《中国新说唱2025》的录制进入紧张阶段。100秒生存战后的团队赛环节,竞争白热化。
姒沐汐作为独立导师,工作量巨大,经常录制到深夜。
这天又是高强度录制结束,已是凌晨一点多。
姒沐汐揉着发胀的太阳穴,拒绝了助理开车送她的提议,独自走向地下车库。
深夜的车库空旷寂静,只有她高跟鞋敲击地面的清脆回响。
刚走到自己那辆冷硬的黑色SUV旁,解锁车门的“嘀”声在寂静中格外清晰。
翁杰嘶——
一声压抑的、带着明显痛楚的抽气声从旁边一根巨大的承重柱后传来。
姒沐汐的动作猛地顿住,警惕地循声望去。
只见翁杰扶着冰冷的混凝土柱子,单脚站着,另一只脚虚虚地点着地,眉头紧锁,脸上是强忍疼痛的表情。
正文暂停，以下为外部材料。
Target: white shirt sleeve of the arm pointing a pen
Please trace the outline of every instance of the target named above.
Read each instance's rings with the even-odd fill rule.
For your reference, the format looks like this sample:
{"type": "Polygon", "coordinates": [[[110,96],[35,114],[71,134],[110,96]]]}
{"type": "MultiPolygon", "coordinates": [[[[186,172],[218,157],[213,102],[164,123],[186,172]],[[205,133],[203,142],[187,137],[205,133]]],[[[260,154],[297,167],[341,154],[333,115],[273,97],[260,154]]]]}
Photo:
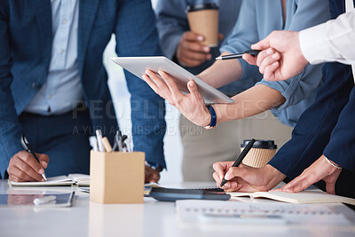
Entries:
{"type": "Polygon", "coordinates": [[[304,58],[311,64],[331,61],[355,64],[355,12],[302,30],[299,41],[304,58]]]}

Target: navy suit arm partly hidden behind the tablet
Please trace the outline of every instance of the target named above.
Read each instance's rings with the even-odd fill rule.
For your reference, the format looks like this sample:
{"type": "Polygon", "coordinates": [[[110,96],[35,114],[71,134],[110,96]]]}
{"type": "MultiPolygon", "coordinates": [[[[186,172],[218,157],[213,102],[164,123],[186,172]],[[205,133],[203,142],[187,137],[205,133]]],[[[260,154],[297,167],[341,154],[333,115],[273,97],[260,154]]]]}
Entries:
{"type": "MultiPolygon", "coordinates": [[[[149,0],[124,0],[119,6],[116,52],[119,56],[162,55],[149,0]]],[[[146,83],[125,72],[131,93],[134,150],[146,153],[146,161],[166,167],[162,139],[165,134],[164,100],[146,83]]],[[[150,181],[150,180],[147,180],[150,181]]]]}

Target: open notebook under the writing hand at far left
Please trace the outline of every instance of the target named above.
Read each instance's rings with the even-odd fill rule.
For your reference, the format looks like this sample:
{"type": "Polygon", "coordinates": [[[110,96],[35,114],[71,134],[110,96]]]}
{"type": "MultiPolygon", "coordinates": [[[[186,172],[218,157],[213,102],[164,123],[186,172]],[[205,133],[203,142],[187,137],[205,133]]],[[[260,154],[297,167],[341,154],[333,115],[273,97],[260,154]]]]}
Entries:
{"type": "Polygon", "coordinates": [[[10,186],[90,186],[90,176],[83,174],[69,174],[68,176],[56,176],[47,178],[44,182],[13,182],[10,186]]]}

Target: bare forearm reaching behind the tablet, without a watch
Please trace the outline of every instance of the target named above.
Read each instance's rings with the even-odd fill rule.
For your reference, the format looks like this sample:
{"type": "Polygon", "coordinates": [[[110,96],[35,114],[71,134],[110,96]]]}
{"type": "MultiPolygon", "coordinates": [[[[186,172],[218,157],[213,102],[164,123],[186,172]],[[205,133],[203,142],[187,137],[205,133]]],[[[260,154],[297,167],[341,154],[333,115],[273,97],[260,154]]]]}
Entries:
{"type": "MultiPolygon", "coordinates": [[[[230,54],[224,51],[222,55],[230,54]]],[[[200,75],[204,82],[215,88],[224,86],[238,80],[242,75],[241,63],[238,59],[217,60],[211,67],[207,68],[200,75]]]]}

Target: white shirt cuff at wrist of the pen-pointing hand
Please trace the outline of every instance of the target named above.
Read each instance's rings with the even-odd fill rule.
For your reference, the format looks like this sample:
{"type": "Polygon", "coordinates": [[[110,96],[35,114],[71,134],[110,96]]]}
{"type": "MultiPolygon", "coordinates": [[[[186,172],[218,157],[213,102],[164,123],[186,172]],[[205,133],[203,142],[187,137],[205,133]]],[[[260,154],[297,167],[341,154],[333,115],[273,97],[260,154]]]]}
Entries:
{"type": "Polygon", "coordinates": [[[332,56],[327,36],[327,23],[300,31],[299,43],[304,58],[311,64],[323,63],[324,59],[332,56]]]}

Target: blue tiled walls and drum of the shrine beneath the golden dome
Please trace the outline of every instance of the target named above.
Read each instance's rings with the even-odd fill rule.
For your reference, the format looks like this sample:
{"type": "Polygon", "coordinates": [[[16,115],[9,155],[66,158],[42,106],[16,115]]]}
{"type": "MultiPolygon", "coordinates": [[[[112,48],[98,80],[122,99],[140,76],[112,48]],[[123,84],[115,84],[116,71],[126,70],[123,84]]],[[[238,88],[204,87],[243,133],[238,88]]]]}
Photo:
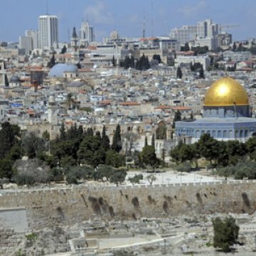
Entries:
{"type": "Polygon", "coordinates": [[[194,143],[202,134],[227,141],[245,142],[256,133],[256,119],[250,117],[250,106],[204,107],[202,119],[176,122],[176,137],[194,143]]]}

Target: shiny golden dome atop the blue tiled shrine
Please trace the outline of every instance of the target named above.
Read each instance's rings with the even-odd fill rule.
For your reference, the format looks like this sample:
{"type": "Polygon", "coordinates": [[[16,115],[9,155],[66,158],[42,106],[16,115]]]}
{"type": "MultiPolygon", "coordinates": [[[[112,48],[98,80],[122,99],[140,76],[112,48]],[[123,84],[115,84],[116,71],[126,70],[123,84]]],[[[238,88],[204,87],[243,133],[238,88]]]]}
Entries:
{"type": "Polygon", "coordinates": [[[213,82],[206,92],[205,106],[233,106],[249,105],[245,88],[233,78],[220,78],[213,82]]]}

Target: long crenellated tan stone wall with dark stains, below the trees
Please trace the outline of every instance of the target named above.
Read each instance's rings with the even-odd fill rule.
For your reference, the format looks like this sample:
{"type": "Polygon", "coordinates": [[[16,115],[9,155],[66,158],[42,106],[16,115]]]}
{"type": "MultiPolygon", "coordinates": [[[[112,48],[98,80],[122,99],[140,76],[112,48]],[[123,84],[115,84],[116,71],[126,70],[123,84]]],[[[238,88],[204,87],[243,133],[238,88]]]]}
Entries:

他穿着宽松的运动裤和训练鞋,额发被汗水浸湿了几缕,贴在额角。
看到姒沐汐,他像是想站直,身体却不受控制地晃了一下,又“嘶”地抽了口气,扶着柱子的手用力到指节发白。
姒沐汐怎么了?
姒沐汐的声音在空旷的车库里响起,带着她自己都没察觉的紧绷。
翁杰抬起头,脸色有些发白,扯出一个勉强的笑容:
翁杰没事…刚才…刚才团队赛排练,落地的时候…好像…旧伤有点扭到了。
他声音沙哑,带着点疲惫和难以掩饰的痛楚感。
翁杰缓缓就好…你先走吧。
他说着“缓缓就好”,身体却又不受控制地往柱子方向歪了一下,那只虚点着的脚踝处,运动裤的裤脚被拉起一点,露出一小片皮肤——
在昏暗的光线下,确实能看到似乎有些不太自然的微红肿胀。
姒沐汐的目光落在他那只虚点的脚上,又扫过他紧蹙的眉头和额角的冷汗。
旧伤?她当然知道他当年那条腿伤得有多重,那是粉碎性骨折,差点断送了他的体育生涯。
这些年玩说唱,高强度练舞和舞台动作,旧伤复发…太正常了。
理智的警报在脑子里微弱地响起:
这么巧?偏偏在她独自来车库的时候?偏偏在她车旁边?
可看着他额角细密的汗珠,看着他强撑却依旧掩饰不住的痛楚,看着他扶着柱子、那条腿似乎连支撑身体重量都困难的样子…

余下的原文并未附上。